Still another prosthesis sizing consideration involves the variation of the proximal femoral transverse canal size relative to a given distal canal diameter and given femoral head position. Few contemporary prosthesis systems are designed to directly accommodate this commonly encountered dimensional canal variation. This situation is usually indirectly accommodated by inserting a proximally undersized or oversized prosthesis stem to achieve a so-called press-fit, and managing resultant lower or higher medullary stem position by selection of a modular neck length component for attainment of proper leg length adjustment, while accepting whatever horizontal femoral head off-set that results.

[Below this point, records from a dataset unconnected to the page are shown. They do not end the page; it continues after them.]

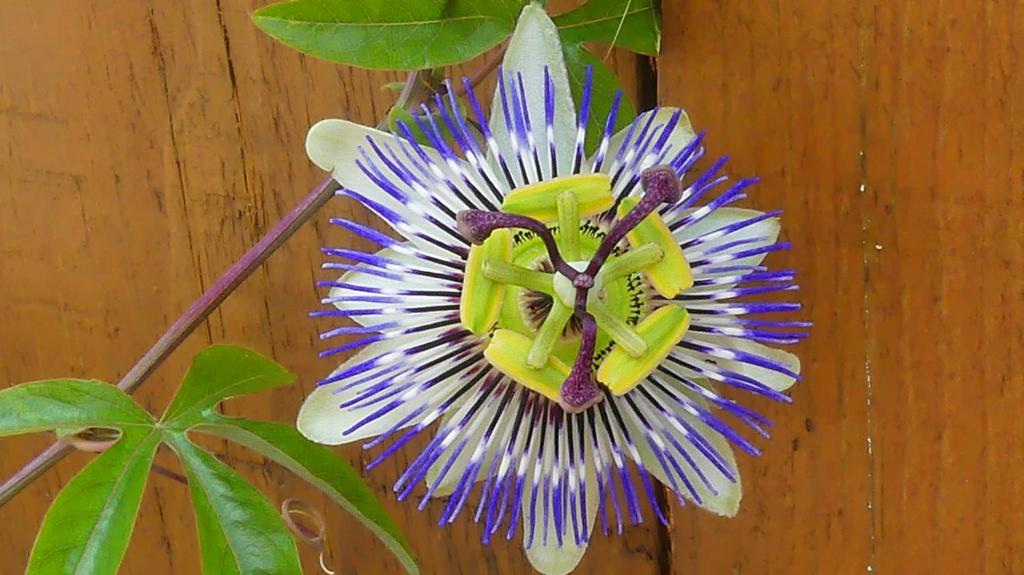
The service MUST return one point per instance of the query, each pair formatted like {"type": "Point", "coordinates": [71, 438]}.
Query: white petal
{"type": "Point", "coordinates": [323, 419]}
{"type": "Point", "coordinates": [681, 135]}
{"type": "Point", "coordinates": [551, 559]}
{"type": "Point", "coordinates": [729, 493]}
{"type": "Point", "coordinates": [774, 380]}
{"type": "Point", "coordinates": [534, 46]}
{"type": "Point", "coordinates": [335, 146]}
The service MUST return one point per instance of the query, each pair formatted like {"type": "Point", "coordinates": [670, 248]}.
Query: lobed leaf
{"type": "Point", "coordinates": [50, 404]}
{"type": "Point", "coordinates": [239, 532]}
{"type": "Point", "coordinates": [219, 372]}
{"type": "Point", "coordinates": [318, 466]}
{"type": "Point", "coordinates": [383, 35]}
{"type": "Point", "coordinates": [87, 529]}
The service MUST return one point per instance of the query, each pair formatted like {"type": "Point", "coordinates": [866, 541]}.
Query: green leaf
{"type": "Point", "coordinates": [318, 466]}
{"type": "Point", "coordinates": [602, 92]}
{"type": "Point", "coordinates": [46, 405]}
{"type": "Point", "coordinates": [88, 527]}
{"type": "Point", "coordinates": [239, 532]}
{"type": "Point", "coordinates": [219, 372]}
{"type": "Point", "coordinates": [388, 35]}
{"type": "Point", "coordinates": [629, 24]}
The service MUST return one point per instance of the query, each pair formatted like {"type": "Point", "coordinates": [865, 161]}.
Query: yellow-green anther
{"type": "Point", "coordinates": [625, 335]}
{"type": "Point", "coordinates": [540, 201]}
{"type": "Point", "coordinates": [504, 272]}
{"type": "Point", "coordinates": [568, 225]}
{"type": "Point", "coordinates": [548, 335]}
{"type": "Point", "coordinates": [660, 330]}
{"type": "Point", "coordinates": [480, 303]}
{"type": "Point", "coordinates": [507, 352]}
{"type": "Point", "coordinates": [631, 262]}
{"type": "Point", "coordinates": [670, 275]}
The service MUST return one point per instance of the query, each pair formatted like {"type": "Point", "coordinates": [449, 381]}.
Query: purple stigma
{"type": "Point", "coordinates": [580, 391]}
{"type": "Point", "coordinates": [476, 225]}
{"type": "Point", "coordinates": [660, 185]}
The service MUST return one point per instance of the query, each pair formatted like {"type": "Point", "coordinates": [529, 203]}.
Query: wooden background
{"type": "Point", "coordinates": [145, 144]}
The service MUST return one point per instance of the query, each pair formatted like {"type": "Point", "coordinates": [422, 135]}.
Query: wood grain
{"type": "Point", "coordinates": [889, 133]}
{"type": "Point", "coordinates": [146, 145]}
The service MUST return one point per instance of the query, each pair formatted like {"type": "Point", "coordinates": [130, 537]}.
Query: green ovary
{"type": "Point", "coordinates": [623, 297]}
{"type": "Point", "coordinates": [513, 294]}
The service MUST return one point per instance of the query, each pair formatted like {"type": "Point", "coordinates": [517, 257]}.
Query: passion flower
{"type": "Point", "coordinates": [568, 320]}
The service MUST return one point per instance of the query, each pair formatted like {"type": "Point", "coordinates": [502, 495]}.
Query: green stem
{"type": "Point", "coordinates": [631, 262]}
{"type": "Point", "coordinates": [550, 330]}
{"type": "Point", "coordinates": [568, 225]}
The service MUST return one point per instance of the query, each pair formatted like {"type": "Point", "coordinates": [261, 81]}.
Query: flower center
{"type": "Point", "coordinates": [564, 297]}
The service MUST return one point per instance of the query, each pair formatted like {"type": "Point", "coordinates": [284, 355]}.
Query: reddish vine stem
{"type": "Point", "coordinates": [192, 318]}
{"type": "Point", "coordinates": [413, 93]}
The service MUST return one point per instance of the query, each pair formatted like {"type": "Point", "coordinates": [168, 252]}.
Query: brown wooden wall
{"type": "Point", "coordinates": [145, 144]}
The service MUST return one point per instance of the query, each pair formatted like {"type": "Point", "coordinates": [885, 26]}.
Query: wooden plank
{"type": "Point", "coordinates": [775, 86]}
{"type": "Point", "coordinates": [148, 145]}
{"type": "Point", "coordinates": [944, 196]}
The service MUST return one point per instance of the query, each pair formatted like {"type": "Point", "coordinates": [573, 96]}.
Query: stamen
{"type": "Point", "coordinates": [476, 225]}
{"type": "Point", "coordinates": [504, 272]}
{"type": "Point", "coordinates": [631, 262]}
{"type": "Point", "coordinates": [660, 186]}
{"type": "Point", "coordinates": [480, 303]}
{"type": "Point", "coordinates": [624, 334]}
{"type": "Point", "coordinates": [540, 201]}
{"type": "Point", "coordinates": [660, 330]}
{"type": "Point", "coordinates": [671, 275]}
{"type": "Point", "coordinates": [548, 336]}
{"type": "Point", "coordinates": [568, 224]}
{"type": "Point", "coordinates": [507, 352]}
{"type": "Point", "coordinates": [580, 392]}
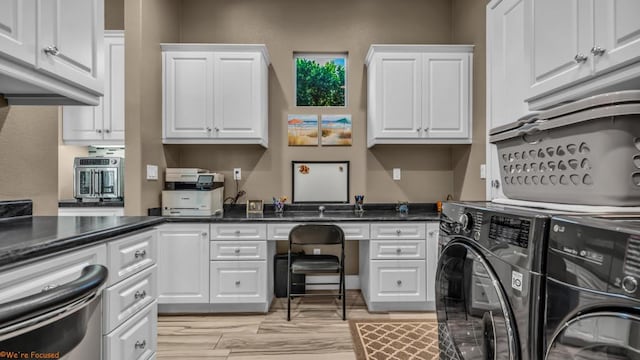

Still another stem sizing consideration involves the geometric curvature or shape of the proximal-medial intramedullary stem. It appears that many of currently available femoral prosthesis systems claim that the respective stem design is "physiologically" configured to achieve a consistent and mechanically stable "press-fit". However, all appear to reflect different geometric configurations and correspondingly, different levels of physiological conformity with the proximal femoral canal, when tested in a typical preoperative planning setting.